The American Taxpayer Relief Act of 2012 made permanent the higher estate and gift tax exclusions, and annual inflation adjustments to those exclusions. Therefore, we all now can count on annual changes to the relevant tax thresholds under the estate and gift tax laws. The following is a summary of the federal law changes, and some important state law changes in 2015.
Estate Tax
The federal estate tax exemption has increased from $5.34 million in 2014, to $5.43 million in 2015. This means that a married couple may shield up to $10.86 million from federal estate tax during their lifetimes and at death. The maximum estate tax rate continues to be 40%.
In addition, there have been changes in state estate tax laws for 2015. New York passed legislation in 2014 that will increase the exemption each year until it equals the federal exemption in 2019. On April 1, 2015, the exemption will increase to $3.125 million.
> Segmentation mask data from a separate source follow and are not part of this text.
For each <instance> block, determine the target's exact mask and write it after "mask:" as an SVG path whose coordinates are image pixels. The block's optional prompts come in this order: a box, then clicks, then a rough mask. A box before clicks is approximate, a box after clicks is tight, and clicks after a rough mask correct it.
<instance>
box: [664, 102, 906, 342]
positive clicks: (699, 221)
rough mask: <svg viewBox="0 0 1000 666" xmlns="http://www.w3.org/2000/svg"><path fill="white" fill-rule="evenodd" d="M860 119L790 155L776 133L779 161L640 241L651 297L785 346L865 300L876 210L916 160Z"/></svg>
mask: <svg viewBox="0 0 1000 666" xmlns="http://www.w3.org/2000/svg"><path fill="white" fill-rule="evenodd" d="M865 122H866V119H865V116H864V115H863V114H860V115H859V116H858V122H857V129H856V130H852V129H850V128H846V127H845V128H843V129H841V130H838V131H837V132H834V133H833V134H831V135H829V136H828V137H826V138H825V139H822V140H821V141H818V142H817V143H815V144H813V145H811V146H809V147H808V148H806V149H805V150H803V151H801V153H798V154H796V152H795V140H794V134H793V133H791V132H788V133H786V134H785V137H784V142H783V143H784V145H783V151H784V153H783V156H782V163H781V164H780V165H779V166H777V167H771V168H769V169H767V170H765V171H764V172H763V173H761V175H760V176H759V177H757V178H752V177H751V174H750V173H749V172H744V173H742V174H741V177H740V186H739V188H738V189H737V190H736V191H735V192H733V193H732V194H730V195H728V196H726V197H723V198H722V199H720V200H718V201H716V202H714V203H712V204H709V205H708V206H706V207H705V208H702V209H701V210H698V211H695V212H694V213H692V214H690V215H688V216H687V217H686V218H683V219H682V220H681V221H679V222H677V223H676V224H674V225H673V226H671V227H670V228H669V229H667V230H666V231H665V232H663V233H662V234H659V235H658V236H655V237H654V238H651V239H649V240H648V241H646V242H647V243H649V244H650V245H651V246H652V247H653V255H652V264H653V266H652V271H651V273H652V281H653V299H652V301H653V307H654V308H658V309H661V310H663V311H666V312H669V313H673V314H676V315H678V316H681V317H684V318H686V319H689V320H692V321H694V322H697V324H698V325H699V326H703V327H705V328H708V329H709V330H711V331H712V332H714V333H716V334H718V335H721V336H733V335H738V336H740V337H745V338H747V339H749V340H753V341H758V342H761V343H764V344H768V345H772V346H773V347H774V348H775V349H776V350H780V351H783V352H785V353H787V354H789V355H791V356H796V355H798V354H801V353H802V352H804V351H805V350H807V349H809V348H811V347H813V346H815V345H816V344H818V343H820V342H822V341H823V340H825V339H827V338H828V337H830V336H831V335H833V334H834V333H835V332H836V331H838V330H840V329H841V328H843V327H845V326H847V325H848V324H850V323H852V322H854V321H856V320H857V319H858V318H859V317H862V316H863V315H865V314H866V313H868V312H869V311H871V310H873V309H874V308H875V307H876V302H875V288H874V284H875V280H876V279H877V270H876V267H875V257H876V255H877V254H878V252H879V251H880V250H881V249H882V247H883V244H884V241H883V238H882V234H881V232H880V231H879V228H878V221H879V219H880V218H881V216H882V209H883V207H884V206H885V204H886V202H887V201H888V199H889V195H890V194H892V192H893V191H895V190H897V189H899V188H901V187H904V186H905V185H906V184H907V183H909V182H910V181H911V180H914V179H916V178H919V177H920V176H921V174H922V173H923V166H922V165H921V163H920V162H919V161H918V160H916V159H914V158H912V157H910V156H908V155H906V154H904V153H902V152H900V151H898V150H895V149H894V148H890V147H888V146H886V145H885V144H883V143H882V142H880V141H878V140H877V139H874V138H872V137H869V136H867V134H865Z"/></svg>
However, estates that exceed 105% of the exemption amount will not receive the benefit of the exemption. As a result, estates greater than $3,281,250 will not receive the benefit of the exemption in 2015. The maximum estate tax rate (for estates exceeding $10 million) remains at 16%. Further, New York previously did not have a gift tax, but under the new law, gifts made within three years of death will be included in the decedent’s taxable estate. Gifts are only included if the decedent made them between April 1, 2014 and January 1, 2019 while he or she was a resident of New York. The new law, however, does eliminate New York’s generation-skipping transfer tax, which was previously assessed at the rate of 16%.
In Hawaii, the exemption has increased to $5.43 million (the same as the federal estate tax exemption). In Illinois, the exemption continues to be $4 million. California, Georgia, and Florida continue to have no state estate tax in 2015.
Gift Tax
The federal gift tax exemption has also increased from $5.34 million to $5.43 million. Thus, a married couple may make lifetime gifts having a value of $10.86 million without incurring any federal gift tax. The maximum gift tax rate is still 40%.
The federal gift tax annual exclusion amount for 2015 continues to be $14,000. This means that a married couple may make gifts in 2015 having a value of up to $28,000 per recipient without incurring any federal gift tax. The federal gift tax annual exclusion also is indexed to inflation but in $1,000 minimum increments. This usually means there are several years between adjustments.
The federal estate and gift taxes continue to be unified and have the same exemption amounts and tax rates. This means that at death, the estate tax exclusion is effectively reduced by any exclusion previously used to make lifetime gifts.
Generation-Skipping Transfer (GST) Tax
The federal GST tax is a tax assessed on transfers during lifetime or at death to or for the benefit of grandchildren or more remote descendants. This tax is in addition to any gift or estate tax that may apply.
The GST exemption has also increased from $5.34 million to $5.43 million, which means that a married couple may shield up to $10.86 million from GST tax during their lifetimes and at death. The maximum GST tax rate continues to be 40%.
Tax on Net Investment Income
A 3.8% net investment income tax continues to be imposed on the unearned income of individuals, estates, and trusts that have income above $250,000 (for married couples filing jointly), $200,000 (for single taxpayers), and, for 2015, $12,300 (for estates and trusts). Unearned income includes income from interest, dividends, non-qualified annuities, royalties, rents, capital gains, and other passive income.
Conclusion
Federal and state estate and gift tax laws currently seem to be relatively stable as compared to 2010 and years prior. However, as Congress and many states look for tax law changes to raise revenue, care should be taken to understand the current status of these laws and to monitor for potential changes.